Alyce Robertson is the executive director of the Miami Downtown Development Authority (DDA), an independent agency of the City of Miami focused on transforming Downtown Miami from a 9-to-5 business district to a 24/7 urban center. We’ve lightly edited this interview for clarity and length.
We’re just coming out of doing Biscayne Green which has been a huge success for demonstrating urban placemaking and showing a good response from residents and visitors alike for this urban place where people can come together. It’s kind of shown that the experience is really great and people are looking for more of that. They’re hungry for more experiences in the urban core.
Our resolution is to create more Biscayne Green types of experiences at other places in the urban core.
We’re returning the waterfront to the public.
One of the things we have on our plate is the fact that they’re looking to create a space on Baywalk. As Miami has developed, residents and other developers are putting aside space between their property and the Bay so that we can create a walking area. What we’ve been working on in the past is connecting it. Our future is activating that Baywalk, kind of like we did with the urban placemaking in Biscayne Green, moving some of the activities there.
[Editor’s note: If this is a bit unclear, what she’s describing is having a wide walkway between structures and the waterfront the whole length of Downtown. Miami previously had little public waterfront because developers built right up to the water’s edge, essentially privatizing it. Regulations for new development have allowed them to open up space for a walkway, bit by bit.]
There are still a few pinch points along the Baywalk that we’re working on getting open. Our new push has been to get the points where it stops and open those up where we can. If you’re not developing, you don’t have to set aside the land.
It’s the City of Miami that has the regulation. It only applies when new development occurs. Because so much development has occurred in the last 10 years, we’re really getting to a tipping point where it’s a usable space. It goes all the way to I-395 now. You can go underneath the port bridge, through Museum Park, where the PAMM is. What we’re working on is, wherever it stops, if we can get those property owners to open it up.
We’ve reached a “critical mass” of residents that will provide pressure for change
In the past, we didn’t have the critical mass of residents that we do now. Usually people came into Downtown they worked, they left at night. Now people are coming here, raising families here. We’ve more than doubled our population since the 2000 census. Now we have all these people. It’s their neighborhood.
Now we’re making the places they can come together to inform that sense of community. Biscayne Green is one of them and it’s been a big success. How do we take that temporary pop-up park pedestrian project and turn it into something more sustainable in the long haul?

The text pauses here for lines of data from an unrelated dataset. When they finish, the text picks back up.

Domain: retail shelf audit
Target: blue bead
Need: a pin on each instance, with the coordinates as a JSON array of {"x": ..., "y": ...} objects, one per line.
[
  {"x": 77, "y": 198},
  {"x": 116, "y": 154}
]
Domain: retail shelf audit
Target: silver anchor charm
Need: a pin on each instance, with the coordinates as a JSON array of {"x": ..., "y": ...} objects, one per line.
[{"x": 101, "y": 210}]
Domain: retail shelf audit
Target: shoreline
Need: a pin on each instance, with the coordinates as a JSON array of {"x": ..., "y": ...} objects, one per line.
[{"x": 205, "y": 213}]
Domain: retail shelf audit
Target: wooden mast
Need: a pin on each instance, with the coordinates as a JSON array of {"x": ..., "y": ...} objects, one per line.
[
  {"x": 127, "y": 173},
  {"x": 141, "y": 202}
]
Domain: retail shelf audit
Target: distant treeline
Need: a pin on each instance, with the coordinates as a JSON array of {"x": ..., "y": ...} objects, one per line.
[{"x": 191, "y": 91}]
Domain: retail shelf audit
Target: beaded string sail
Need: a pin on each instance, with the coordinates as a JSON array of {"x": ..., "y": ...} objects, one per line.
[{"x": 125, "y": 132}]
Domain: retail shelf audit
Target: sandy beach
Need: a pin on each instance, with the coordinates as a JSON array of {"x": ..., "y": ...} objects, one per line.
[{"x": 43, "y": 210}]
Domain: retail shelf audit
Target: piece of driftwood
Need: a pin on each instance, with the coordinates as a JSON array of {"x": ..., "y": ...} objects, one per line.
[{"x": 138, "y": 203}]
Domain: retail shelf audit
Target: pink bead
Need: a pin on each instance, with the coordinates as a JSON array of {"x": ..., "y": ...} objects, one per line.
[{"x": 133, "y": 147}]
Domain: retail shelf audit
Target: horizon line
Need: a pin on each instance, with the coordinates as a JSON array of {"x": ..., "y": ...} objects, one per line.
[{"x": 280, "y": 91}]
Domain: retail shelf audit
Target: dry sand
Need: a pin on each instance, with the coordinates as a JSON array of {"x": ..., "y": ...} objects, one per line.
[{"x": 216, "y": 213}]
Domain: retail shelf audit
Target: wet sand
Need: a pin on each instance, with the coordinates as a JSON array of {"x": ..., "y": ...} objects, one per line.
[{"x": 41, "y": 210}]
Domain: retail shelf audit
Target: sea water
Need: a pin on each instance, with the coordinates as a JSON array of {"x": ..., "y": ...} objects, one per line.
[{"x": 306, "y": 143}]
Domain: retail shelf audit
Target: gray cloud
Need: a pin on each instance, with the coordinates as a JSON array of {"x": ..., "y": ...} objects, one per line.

The purpose of Biscayne Green wasn’t first to create a pop-up park, it was to create a safer way to cross Biscayne Bay by narrowing the thru-traffic. If you do that, it has other benefits too on the forming of community and people coming out of their condos.
There’s a lot of social benefits from creating a “complete street.” Going forward, where can we turn our streets to be more pedestrian friendly, less car-oriented?
We have a design for S.E./S.W. 1st St. that we’ve been working on with the county and the city. The city owns that street. The county wants to put a bus lane on it. The DDA has hired consultants to design it. It’s in the process of getting implemented.
A lot of buses travel on First Street. We want to make a dedicated bus lane there. It will be the first one Miami has [Editor’s note: This is a different than the busway that runs along US-1]. We really want to show you can share the street with bicycles, buses, and other things.